In related comments, Trump accused India of “fueling” Russia’s military efforts through its oil imports, as he continues to work against nations contributing to the Russian economy.

“India’s imports of Russian oil undermine U.S. efforts to counteract Russia’s harmful activities. Furthermore, when India resells this oil, often at a significant profit, it bolsters the Russian economy, allowing it to fund its aggression. The intent behind the 25% tariff is to discourage support for Russia from other nations and to impose economic consequences for their actions,” read Trump’s announcement.

This new tariff is scheduled to take effect on August 27, while the previously announced tariffs of 25% will kick in on Thursday.

Meanwhile, Nikki Haley, a former GOP presidential candidate, has urged Trump to reconsider this approach in order to maintain a strong alliance with India. Haley’s family has roots in India, having moved to Canada before settling in South Carolina, where she was raised.

“Although India should not be purchasing oil from Russia, it’s concerning that China, our adversary and the top buyer of Russian and Iranian oil, received a 90-day tariff pause.
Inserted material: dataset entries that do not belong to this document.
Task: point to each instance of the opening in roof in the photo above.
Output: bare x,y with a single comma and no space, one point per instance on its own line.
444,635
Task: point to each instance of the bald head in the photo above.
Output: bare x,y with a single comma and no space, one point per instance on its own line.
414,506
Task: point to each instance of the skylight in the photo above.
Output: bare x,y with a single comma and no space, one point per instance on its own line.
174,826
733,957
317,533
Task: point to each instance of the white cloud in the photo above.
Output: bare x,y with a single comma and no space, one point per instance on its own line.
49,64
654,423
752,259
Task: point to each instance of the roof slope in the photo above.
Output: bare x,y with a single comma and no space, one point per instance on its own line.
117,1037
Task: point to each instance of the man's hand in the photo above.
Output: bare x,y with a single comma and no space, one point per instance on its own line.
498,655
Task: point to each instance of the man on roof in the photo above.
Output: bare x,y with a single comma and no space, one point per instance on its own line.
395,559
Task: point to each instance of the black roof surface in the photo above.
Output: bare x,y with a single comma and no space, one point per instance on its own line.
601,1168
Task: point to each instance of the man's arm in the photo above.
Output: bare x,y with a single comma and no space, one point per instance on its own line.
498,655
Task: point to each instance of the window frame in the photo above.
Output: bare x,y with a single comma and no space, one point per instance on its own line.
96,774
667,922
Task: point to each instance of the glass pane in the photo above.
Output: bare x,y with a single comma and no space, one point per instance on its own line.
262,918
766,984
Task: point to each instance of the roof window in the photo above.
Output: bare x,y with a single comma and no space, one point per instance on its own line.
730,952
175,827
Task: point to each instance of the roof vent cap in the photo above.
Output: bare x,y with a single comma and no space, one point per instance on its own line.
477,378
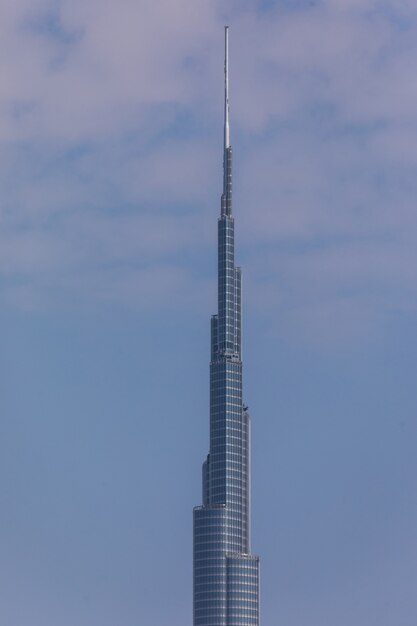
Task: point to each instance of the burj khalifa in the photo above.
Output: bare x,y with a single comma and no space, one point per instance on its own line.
226,574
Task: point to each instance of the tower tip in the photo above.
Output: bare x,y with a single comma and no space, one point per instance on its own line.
226,88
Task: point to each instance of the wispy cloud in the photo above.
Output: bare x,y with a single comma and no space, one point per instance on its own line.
110,149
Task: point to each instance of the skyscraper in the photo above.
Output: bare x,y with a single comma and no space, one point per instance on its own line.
226,575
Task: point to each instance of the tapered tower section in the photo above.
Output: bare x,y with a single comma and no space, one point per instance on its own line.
226,575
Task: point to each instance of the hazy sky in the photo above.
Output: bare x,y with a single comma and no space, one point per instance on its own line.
110,183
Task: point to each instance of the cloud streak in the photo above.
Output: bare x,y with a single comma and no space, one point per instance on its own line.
110,146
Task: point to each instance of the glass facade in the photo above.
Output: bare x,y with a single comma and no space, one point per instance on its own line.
226,575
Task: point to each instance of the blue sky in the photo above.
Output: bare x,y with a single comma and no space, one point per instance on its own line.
110,181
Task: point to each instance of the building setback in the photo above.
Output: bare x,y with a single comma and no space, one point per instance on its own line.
226,574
It’s unwise to jeopardize our relationship with a key ally like India,” Haley tweeted on Tuesday.

India’s Ministry of External Affairs responded by stating that the U.S. imposing these tariffs is “unfair, unjustified, and unreasonable.”

“Our imports are driven by market factors with the aim of ensuring energy security for 1.4 billion people. It is unfortunate that the U.S. is targeting India for actions other countries are also pursuing in their own interests. We maintain that these actions are unjust, and India will act to protect its national interests,” the statement read.

India further noted that the European Union conducted over $78 billion in trade with Russia last year, raising questions about the fairness of singling out India with these tariffs.

Analyst Ajay Srivastava from the Global Trade Research Initiative in New Delhi indicated that Indian exports to the U.S. could decline by 30% in the current fiscal year, equating to about a $25 billion drop in trade.